In my morning forecast, I focused on the 1.0889 level and planned to make trading decisions based on it. Looking at the 5-minute chart, we can analyze what happened. The decline and formation of a false breakout around 1.0889 created an excellent entry point for long positions, resulting in the pair rising by more than 30 points. The technical outlook for the second half of the day remains unchanged.
For opening long positions on EUR/USD:
In the absence of significant economic data, euro buyers found support around 1.0889, but the pair has yet to experience a more active rally or update its monthly high. In the second half of the day, two important US inflation reports will be released: the Consumer Price Index (CPI) and the Core CPI (excluding food and energy prices). A rise in inflation for February will help the Fed determine its future stance, strengthening the US dollar. A decrease in inflation will allow the Fed to take a more dovish approach.
If the euro declines, only a false breakout around 1.0889, similar to the one analyzed above, will provide a reason for new EUR/USD purchases, aiming for further bullish market development and a potential test of 1.0945, a new local high.

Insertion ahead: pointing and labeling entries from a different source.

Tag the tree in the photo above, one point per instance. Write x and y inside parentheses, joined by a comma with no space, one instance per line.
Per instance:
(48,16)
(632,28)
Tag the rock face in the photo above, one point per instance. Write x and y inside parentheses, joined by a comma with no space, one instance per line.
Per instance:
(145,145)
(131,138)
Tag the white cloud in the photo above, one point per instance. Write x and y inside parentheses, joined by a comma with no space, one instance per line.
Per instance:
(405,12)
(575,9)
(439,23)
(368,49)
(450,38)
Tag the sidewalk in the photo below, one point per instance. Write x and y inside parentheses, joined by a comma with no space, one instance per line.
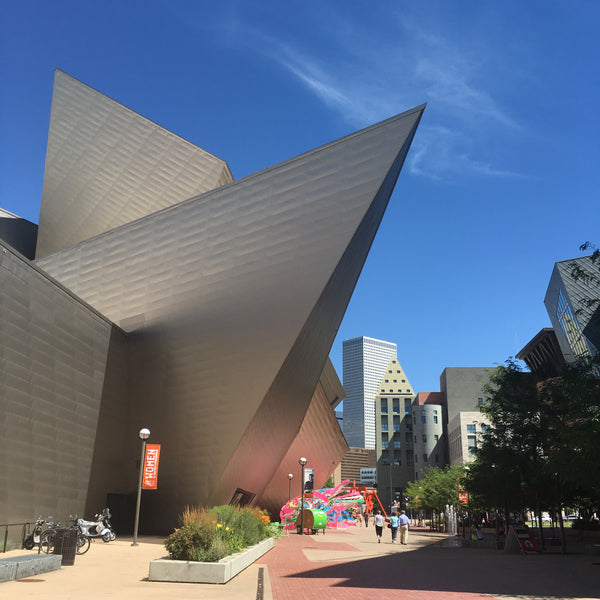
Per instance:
(340,565)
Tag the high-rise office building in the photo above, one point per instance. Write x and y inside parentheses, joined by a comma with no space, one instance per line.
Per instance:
(573,305)
(365,361)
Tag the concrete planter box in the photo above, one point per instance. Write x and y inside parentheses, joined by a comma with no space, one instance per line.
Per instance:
(186,571)
(17,567)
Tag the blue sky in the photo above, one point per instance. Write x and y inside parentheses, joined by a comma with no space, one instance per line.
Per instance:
(502,179)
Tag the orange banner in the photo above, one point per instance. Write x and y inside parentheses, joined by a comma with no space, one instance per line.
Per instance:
(150,477)
(463,495)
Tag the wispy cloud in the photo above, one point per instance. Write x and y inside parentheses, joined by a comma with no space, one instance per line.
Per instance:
(364,80)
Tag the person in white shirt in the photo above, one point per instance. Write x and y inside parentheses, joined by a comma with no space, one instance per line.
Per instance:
(404,523)
(378,526)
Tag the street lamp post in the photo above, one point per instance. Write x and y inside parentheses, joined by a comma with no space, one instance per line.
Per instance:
(302,463)
(391,488)
(144,435)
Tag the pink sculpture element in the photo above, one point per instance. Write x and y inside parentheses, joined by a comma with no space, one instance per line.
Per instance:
(336,502)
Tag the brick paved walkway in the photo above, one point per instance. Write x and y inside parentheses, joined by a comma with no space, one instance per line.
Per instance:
(350,565)
(340,565)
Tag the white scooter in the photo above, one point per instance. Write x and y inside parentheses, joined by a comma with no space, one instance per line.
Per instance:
(101,527)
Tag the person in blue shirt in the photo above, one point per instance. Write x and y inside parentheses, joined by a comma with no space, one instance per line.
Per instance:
(404,523)
(394,526)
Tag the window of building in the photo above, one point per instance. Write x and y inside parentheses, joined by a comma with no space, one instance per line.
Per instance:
(472,444)
(570,326)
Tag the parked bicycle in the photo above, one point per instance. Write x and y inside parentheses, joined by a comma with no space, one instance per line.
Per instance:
(42,536)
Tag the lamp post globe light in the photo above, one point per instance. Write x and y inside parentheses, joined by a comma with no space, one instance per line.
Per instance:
(302,463)
(144,434)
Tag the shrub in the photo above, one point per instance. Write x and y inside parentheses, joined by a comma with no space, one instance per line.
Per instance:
(209,535)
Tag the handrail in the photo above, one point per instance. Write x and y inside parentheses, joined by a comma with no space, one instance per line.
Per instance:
(7,525)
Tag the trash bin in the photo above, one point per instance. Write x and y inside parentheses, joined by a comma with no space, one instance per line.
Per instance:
(65,544)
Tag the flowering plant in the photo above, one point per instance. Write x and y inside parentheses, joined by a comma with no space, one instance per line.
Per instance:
(209,535)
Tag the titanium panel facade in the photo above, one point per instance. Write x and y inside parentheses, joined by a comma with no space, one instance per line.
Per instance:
(268,262)
(211,316)
(107,165)
(55,374)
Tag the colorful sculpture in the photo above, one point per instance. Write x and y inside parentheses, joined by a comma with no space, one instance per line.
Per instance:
(337,503)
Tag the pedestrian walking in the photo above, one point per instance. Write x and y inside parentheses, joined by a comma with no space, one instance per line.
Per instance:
(378,526)
(394,523)
(404,523)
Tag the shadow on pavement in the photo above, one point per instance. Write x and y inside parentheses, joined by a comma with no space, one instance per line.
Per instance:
(469,571)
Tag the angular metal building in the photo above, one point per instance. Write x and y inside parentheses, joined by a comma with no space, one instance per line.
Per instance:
(166,295)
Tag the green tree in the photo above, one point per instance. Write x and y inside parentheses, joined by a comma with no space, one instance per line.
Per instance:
(437,488)
(542,447)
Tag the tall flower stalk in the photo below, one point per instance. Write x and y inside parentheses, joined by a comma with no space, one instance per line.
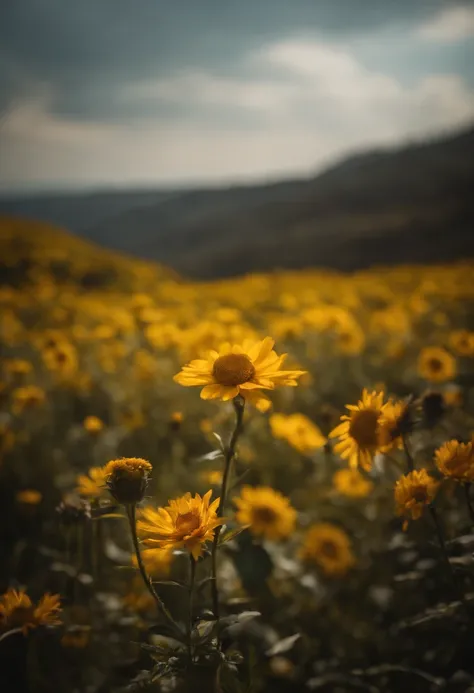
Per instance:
(229,454)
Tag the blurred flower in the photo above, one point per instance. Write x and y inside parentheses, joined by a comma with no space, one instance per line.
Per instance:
(360,432)
(28,397)
(267,511)
(351,483)
(29,496)
(329,547)
(462,342)
(235,370)
(18,611)
(395,422)
(186,522)
(298,430)
(436,364)
(212,477)
(157,561)
(126,478)
(76,637)
(93,424)
(92,485)
(456,460)
(413,491)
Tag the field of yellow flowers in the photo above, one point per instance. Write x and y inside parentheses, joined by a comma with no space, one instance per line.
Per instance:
(260,484)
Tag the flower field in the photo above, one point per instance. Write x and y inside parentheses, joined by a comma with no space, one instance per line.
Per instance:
(257,484)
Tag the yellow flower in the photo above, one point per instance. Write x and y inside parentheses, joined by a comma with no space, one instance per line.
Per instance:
(351,483)
(27,397)
(157,561)
(234,370)
(212,477)
(394,422)
(93,484)
(29,496)
(329,548)
(360,432)
(436,364)
(456,460)
(18,611)
(413,491)
(127,478)
(186,522)
(462,342)
(93,424)
(267,511)
(298,430)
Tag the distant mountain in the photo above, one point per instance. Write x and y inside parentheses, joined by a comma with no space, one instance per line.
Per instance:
(411,204)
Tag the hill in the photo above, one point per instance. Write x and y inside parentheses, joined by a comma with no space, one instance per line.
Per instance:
(410,204)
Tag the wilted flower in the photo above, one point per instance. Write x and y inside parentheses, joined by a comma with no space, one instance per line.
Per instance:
(186,522)
(267,512)
(126,479)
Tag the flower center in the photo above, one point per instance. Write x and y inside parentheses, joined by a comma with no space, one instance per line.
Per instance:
(435,365)
(329,549)
(265,515)
(187,523)
(233,369)
(364,428)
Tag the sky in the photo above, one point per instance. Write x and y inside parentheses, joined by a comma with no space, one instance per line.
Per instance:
(117,93)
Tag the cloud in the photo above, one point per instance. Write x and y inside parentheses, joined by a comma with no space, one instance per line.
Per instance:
(451,25)
(308,102)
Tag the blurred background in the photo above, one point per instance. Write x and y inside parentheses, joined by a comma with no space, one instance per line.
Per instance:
(245,136)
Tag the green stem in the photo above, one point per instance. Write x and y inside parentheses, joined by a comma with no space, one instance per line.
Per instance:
(239,406)
(467,494)
(439,533)
(408,455)
(191,607)
(131,514)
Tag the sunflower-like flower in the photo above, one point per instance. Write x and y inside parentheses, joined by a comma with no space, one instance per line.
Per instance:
(267,512)
(351,483)
(18,611)
(92,424)
(413,492)
(126,478)
(298,431)
(93,484)
(436,364)
(329,547)
(244,370)
(186,522)
(456,460)
(360,433)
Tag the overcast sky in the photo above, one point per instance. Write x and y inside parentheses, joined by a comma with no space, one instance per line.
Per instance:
(125,92)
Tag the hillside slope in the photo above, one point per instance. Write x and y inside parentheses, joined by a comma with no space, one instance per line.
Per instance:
(404,205)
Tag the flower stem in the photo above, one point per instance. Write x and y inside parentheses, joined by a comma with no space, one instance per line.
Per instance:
(131,514)
(192,576)
(440,535)
(239,406)
(408,455)
(467,493)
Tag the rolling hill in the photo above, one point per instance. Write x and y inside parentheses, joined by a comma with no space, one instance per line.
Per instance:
(409,204)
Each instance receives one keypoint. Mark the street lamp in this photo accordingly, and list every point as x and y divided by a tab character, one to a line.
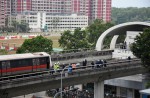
61	78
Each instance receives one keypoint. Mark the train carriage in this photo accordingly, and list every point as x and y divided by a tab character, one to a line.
23	63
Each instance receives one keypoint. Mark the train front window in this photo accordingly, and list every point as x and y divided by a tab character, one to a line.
3	65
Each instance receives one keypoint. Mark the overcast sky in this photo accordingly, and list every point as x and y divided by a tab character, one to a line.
130	3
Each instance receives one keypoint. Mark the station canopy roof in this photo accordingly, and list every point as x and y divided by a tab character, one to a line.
145	91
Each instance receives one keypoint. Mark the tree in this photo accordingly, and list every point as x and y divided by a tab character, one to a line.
75	40
20	27
55	22
141	47
96	29
3	52
37	44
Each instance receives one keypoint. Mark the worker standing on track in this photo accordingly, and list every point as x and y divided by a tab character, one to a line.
55	67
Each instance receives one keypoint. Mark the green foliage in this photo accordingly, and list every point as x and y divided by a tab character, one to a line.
20	27
121	15
96	29
3	52
141	47
147	85
84	38
37	44
74	40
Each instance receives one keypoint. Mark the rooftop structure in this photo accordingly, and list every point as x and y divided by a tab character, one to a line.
94	9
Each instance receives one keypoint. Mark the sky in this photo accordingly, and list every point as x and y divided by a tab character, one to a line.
130	3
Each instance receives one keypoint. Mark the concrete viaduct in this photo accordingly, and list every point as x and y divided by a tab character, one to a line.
46	81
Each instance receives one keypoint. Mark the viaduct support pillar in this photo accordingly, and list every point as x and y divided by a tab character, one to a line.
99	89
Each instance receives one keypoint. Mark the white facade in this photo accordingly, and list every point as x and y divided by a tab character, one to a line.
39	20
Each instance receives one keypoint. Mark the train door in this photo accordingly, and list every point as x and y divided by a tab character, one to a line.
36	63
6	70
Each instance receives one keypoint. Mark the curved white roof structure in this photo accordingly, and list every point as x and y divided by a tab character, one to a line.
121	30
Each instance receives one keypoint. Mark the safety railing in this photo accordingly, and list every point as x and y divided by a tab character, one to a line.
53	75
83	54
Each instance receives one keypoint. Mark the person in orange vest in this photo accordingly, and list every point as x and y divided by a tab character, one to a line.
73	66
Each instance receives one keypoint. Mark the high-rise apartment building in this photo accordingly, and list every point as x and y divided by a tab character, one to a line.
92	8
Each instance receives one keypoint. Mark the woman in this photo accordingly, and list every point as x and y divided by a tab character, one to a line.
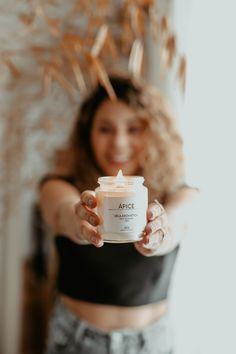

A break and retest of this range will confirm a correct entry point for long positions, with an extension toward 1.0979. The farthest target is 1.1011, where I will lock in profits.
If EUR/USD declines and shows no activity around 1.0889, a significant correction could begin. In this case, sellers could push the pair down to 1.0838. Only after forming a false breakout there will I consider buying the euro. I plan to open long positions on a direct rebound from 1.0807, targeting an upward correction of 30-35 points intraday.
For opening short positions on EUR/USD:
Sellers are betting on US inflation, as nothing else is currently working in their favor. If the pair continues rising after the inflation data release, only a false breakout around 1.0945 will provide an entry point for short positions, aiming for a correction toward the 1.0889 support level. A break and consolidation below this range will serve as another sell opportunity, pushing the pair toward 1.0838. The farthest target will be 1.0807, where I will lock in profits.
If EUR/USD rises in the second half of the day and bears show no significant activity around 1.0945, buyers may drive the pair even higher. In this scenario, I will postpone short positions until the next resistance at 1.0979. There, I will sell but only after an unsuccessful consolidation attempt. I plan to open short positions on a direct rebound from 1.1011, targeting a downward correction of 30-35 points.
The Commitment of Traders (COT) report for March 4 showed a rise in long positions and a significant reduction in short positions. More and more traders are willing to buy the euro. Germany's new fiscal policy to stimulate the economy has increased euro demand, leading to significant strengthening against the US dollar. The European Central Bank's cautious stance on rate cuts has also supported demand for EUR/USD, as reflected in the COT report.
The previously dominant short positioning no longer has the same impact as before, but traders should be cautious about buying at current highs. According to the COT report, long non-commercial positions increased by 2,524 to 185,223, while short non-commercial positions decreased by 12,795 to 195,329. As a result, the gap between long and short positions widened by 3,471.
Indicator Signals:
Moving Averages:
Trading is taking place around the 30-day and 50-day moving averages, indicating market uncertainty.
Note: The moving averages discussed are based on the H1 chart, differing from the standard daily moving averages (D1 chart).
Bollinger Bands:
If the price declines, the lower boundary of the Bollinger Bands at 1.0889 will act as support.
Indicator Descriptions:
- Moving Average (MA): Defines the current trend by smoothing volatility and noise. 50-period MA (yellow line), 30-period MA (green line).
- MACD (Moving Average Convergence/Divergence): Measures momentum shifts. Fast EMA – 12-period, Slow EMA – 26-period, SMA – 9-period.
- Bollinger Bands: A volatility indicator with a 20-period setting.
- Non-commercial traders: Speculators such as individual traders, hedge funds, and institutions using the futures market for speculative purposes.
- Long non-commercial positions: The total open long positions held by speculative traders.
- Short non-commercial positions: The total open short positions held by speculative traders.
- Net non-commercial position: The difference between long and short positions held by speculative traders.